Plástico. Un material útil y, en muchas ocasiones seguro… Pero, en otras, conlleva una seria amenaza y muy real para el planeta. Y es que el 91% de este material, según National Geographic, no se recicla. Además, de acuerdo al World Wildlife Fund (WWF) o Fondo Mundial para la Naturaleza, la mitad del plástico que utilizamos es de un solo uso.
Desde el WWF también afirman que ocho millones de toneladas de plástico van a parar cada año a los océanos. Por esta y otras razones, cobra fuerza el movimiento "Zero Waste", que consiste en llevar la guerra al plástico más allá del reciclaje.

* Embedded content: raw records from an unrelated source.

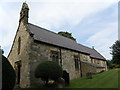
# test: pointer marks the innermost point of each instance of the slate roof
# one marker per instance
(46, 36)
(94, 65)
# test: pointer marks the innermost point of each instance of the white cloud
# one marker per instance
(56, 14)
(83, 1)
(104, 39)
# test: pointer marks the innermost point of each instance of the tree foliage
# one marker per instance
(67, 34)
(8, 75)
(48, 70)
(116, 52)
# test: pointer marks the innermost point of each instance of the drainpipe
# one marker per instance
(60, 57)
(80, 66)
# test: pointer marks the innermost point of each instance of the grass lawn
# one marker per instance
(107, 79)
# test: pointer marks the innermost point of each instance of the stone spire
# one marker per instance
(24, 13)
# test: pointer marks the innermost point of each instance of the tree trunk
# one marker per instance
(46, 83)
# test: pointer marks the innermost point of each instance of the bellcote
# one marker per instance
(24, 13)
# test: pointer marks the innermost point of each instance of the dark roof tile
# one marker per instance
(44, 35)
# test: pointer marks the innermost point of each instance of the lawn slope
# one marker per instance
(107, 79)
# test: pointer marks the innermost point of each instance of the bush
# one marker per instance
(48, 70)
(8, 75)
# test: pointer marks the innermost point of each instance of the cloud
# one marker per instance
(82, 1)
(104, 39)
(56, 14)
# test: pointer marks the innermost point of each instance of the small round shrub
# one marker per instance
(8, 75)
(48, 70)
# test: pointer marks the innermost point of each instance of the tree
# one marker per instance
(48, 70)
(116, 53)
(67, 34)
(8, 75)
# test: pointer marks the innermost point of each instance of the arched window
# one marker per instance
(19, 45)
(55, 56)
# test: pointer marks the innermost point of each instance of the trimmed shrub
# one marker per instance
(8, 75)
(48, 70)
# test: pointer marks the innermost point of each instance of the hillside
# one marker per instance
(107, 79)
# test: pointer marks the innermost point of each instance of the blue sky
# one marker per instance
(92, 22)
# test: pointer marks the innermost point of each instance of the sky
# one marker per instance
(91, 22)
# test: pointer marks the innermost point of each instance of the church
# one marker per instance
(33, 44)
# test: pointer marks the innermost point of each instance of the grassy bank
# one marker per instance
(108, 79)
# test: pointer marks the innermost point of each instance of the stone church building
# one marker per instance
(33, 45)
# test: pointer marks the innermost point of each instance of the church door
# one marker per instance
(18, 71)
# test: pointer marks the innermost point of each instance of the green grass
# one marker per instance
(107, 79)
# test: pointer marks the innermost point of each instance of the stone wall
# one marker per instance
(32, 53)
(42, 52)
(23, 56)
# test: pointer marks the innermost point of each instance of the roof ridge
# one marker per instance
(52, 32)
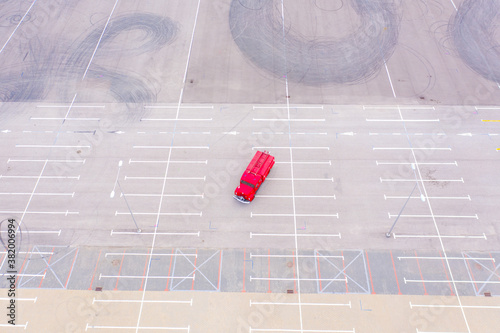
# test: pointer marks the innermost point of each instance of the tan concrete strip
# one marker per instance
(113, 311)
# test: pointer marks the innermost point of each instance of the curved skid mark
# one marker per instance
(349, 60)
(472, 29)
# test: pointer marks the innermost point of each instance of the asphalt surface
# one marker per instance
(125, 127)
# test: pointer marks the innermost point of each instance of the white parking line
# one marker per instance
(450, 258)
(297, 196)
(47, 194)
(99, 42)
(288, 106)
(58, 232)
(437, 216)
(20, 299)
(306, 179)
(165, 328)
(453, 306)
(154, 254)
(165, 195)
(410, 148)
(415, 134)
(301, 330)
(437, 236)
(142, 277)
(287, 120)
(60, 118)
(171, 147)
(329, 162)
(41, 177)
(295, 279)
(420, 163)
(294, 256)
(161, 214)
(298, 215)
(252, 234)
(137, 301)
(434, 198)
(397, 107)
(74, 106)
(307, 148)
(160, 178)
(461, 180)
(157, 233)
(311, 304)
(405, 120)
(179, 107)
(30, 212)
(17, 27)
(173, 119)
(164, 132)
(448, 281)
(293, 133)
(178, 162)
(48, 161)
(15, 326)
(49, 146)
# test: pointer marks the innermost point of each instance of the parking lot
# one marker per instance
(121, 153)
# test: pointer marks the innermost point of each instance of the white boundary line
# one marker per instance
(312, 304)
(31, 197)
(420, 179)
(99, 42)
(166, 171)
(297, 267)
(21, 21)
(288, 106)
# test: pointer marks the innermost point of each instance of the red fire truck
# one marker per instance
(253, 177)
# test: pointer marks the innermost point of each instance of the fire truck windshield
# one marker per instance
(247, 183)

No solo se trata de tirar los envases al contenedor amarillo, o de reutilizarlos, sino que hay que disminuir al máximo su uso y para ello, cada vez hay más alternativas.
Filtros de agua
A pesar de que haya que cuidar su gasto en actividades como el baño, beber agua es esencial para la salud. Sin embargo, la tendencia a comprar agua embotellada, cuya botella irá a la basura rápidamente, es una forma más de generar desechos de plástico.
Según Greenpeace, cada año se generan 500 mil millones de botellas de plástico. Y pueden tardar 450 años en descomponerse, según la organización Oceana (oceana.org).
No caer en ello es fácil: una cantimplora o botella reutilizable basta para transportar el agua y beber donde sea. Las hay hasta del propio plástico, pero para usar muchas veces y además seguro.
Bolsas de tela
Ir de compra suele implicar salir de la tienda con bolsas de plástico que, finalmente, terminarán en la basura y, muy probablemente, en nuestros océanos. Especialmente aquellas que utilizamos para comprar la fruta y pesarla antes de pagar.
Según la ONU, son, una vez más, 500 mil millones las bolsas que se gastan al año en todo el mundo y tardan, de acuerdo con Oceana, unos 400 años en descomponerse.
Para evitar todo esto, las bolsas de tela o de materiales reutilizables son una alternativa cada vez más extendida.
Higiene sólida
Champús, geles de baño, cremas hidratantes, aceites corporales, exfoliantes, limpiadores faciales… ¿Cuántos productos de cosmética e higiene pueden haber en un cuarto de baño? ¿Y cuántos botes de plástico pueden terminar, mes a mes, en la basura cuando se van agotando estos productos?
Por suerte, existen alternativas y cada vez son más las marcas que apuestan por ofrecer una gama de productos sólidos naked (que no necesitan envase).
Cepillos y peines
Lavarse los dientes o cepillarse el cabello son parte de la higiene diaria. Pero, así como los peines pueden terminar desgastándose, el cepillo de dientes hay que renovarlo cada cierto tiempo y, ¿dónde acaba el anterior? Efectivamente, en la basura, en los océanos, y generando residuos plásticos. "Yo uso un cepillo de dientes de bambú", explica Neil, un seguidor del "Zero Waste", quien dice que es "una alternativa biodegradable al cepillo clásico de plástico". Existen también de otros materiales, como las fibras de maíz.
Maquillaje sólido
Además de la higiene, ¿qué ocurre con la belleza? A la hora de maquillarse, el plástico suele ser el envase de bases de maquillaje, pintalabios, iluminadores… Pero, al igual que con la higiene, las marcas se están concienciando y empiezan a ofrecer alternativas.
"Yo uso una base de maquillaje sólida que tiene una pequeña sujeción de cera de candelilla vegana y, además de maquillarme, hidrata mi piel porque es rica en aceites como el de coco", explica Nuria, que también tiene un iluminador y un pintalabios de esas características.
Vasijas de cristal
Comer fuera de casa puede ser algo esporádico, como hacer en un pícnic o celebración al aire libre, o también algo habitual, dependiendo del tipo de trabajo y jornada laboral. Y, cuando no se eligen restaurantes para ello, la comida puede comprarse envasada o traerse de casa… en vasijas de plástico.
Algunos son de un solo uso, otros son reutilizables, pero no todos son aconsejables para el microondas o para guardar de forma correcta los alimentos. Por eso, la alternativa más saludable y ecológica está en las vasijas de cristal.
Cubertería y vajilla
¿Qué ocurre en las fiestas de cumpleaños, pícnics, y otras celebraciones? Muchas veces, en lugar de sacar la mejor vajilla de porcelana y la cubertería de plata; optamos por el plástico, bien porque el plan es en el exterior, bien porque así la tarea de limpiar tras el evento es más sencilla.
No obstante, hay alternativas: los vasos, platos, e incluso algunas veces los cubiertos, pueden ser de papel si se buscan desechables. Pero también existe cubertería y vajillas de madera, fibras de bambú, o de maíz: "pesa poco, se puede utilizar muchas veces y es biodegradable y compostable.